子傲在一边听了,实在憋不住,笑出声来。要知道古人写字,是很少加标点的。所以这七个字既可以这样念,也可以那样念。
贵公子听了,像吃了一块狗屎一样,张口结舌愣在那里。脸上一阵青一阵红,引得那些来相剑的人无不捂嘴偷笑。
姜容来了一句:“啊,原来人家说得很清楚,是你领会错了。”
贵公子瞪着姜容,顿足捶胸:“我可是花了一百五十金啊……坑死我了……你也是来相剑的,天机老家伙如果这么对你,你不生气?”
姜容摇头:“我不生气,因为我没有那么多钱。”
明明白白的大实话,贵公子听在耳朵里,却像万把钢针乱扎一样。大头孩子和这个白痴少年,一唱一和的,好像演双簧,简直能把人气得吐血。

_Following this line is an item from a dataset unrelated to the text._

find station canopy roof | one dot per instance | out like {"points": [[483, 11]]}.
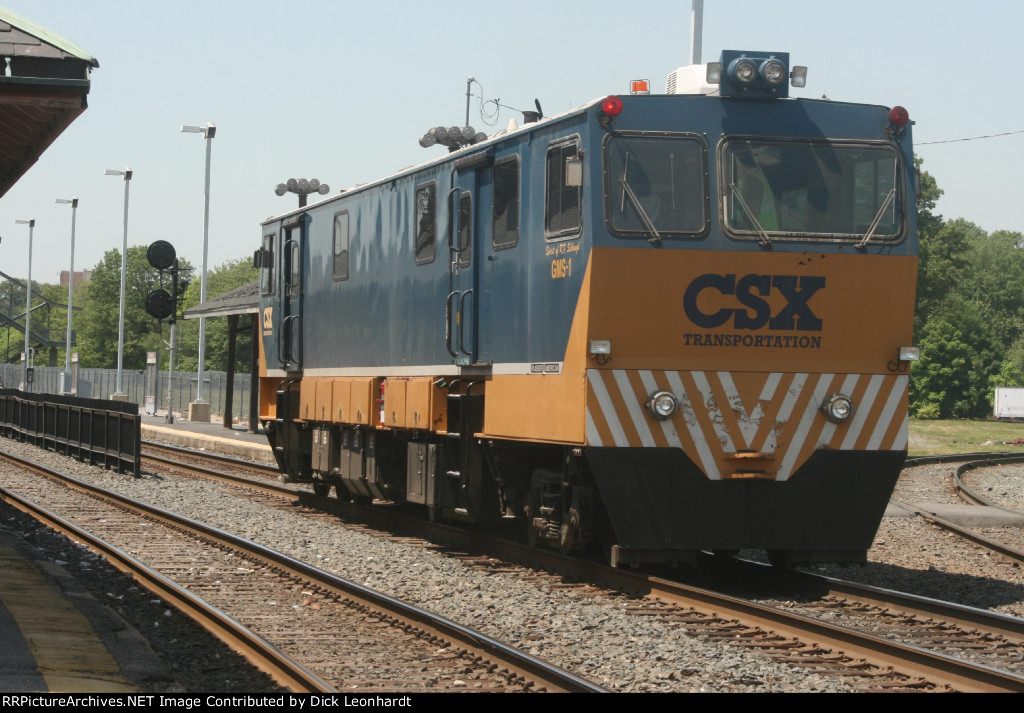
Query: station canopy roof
{"points": [[241, 300], [44, 80]]}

贵公子刚要发作,几个来相剑的人拉住了他,把他扯到一边,耳语了几句,贵公子听了,脸色大变,再看姜容时的脸色就不一样了,变得有些畏惧。
可能那几个相剑的人把阳山双龙的事情跟贵公子说了,贵公子自然听说过阳山双龙的大名,如此凶悍之人在这两个少年面前,连一招都接不下,更不要提自己这两下子了。
何况贵公子也隐隐感觉到,姜容会不会是天机先生的门徒,甚至是子侄之辈,前来保护天机先生的。所以他把怒气压在心里,狠狠地一挥手:“走……”
带着仆人们一阵风似的离开了拥剑山庄。
姜容对着大头孩子一笑:“我又救了你一次啊,怎么样,能不能让天机先生给相一相这把剑。”
大头孩子并不领情,还是伸着手:“三十金。”
比上一次又减了十金,看来大头孩子还是非常感激姜容的,救一次命,减十金,明码标价,童叟无欺。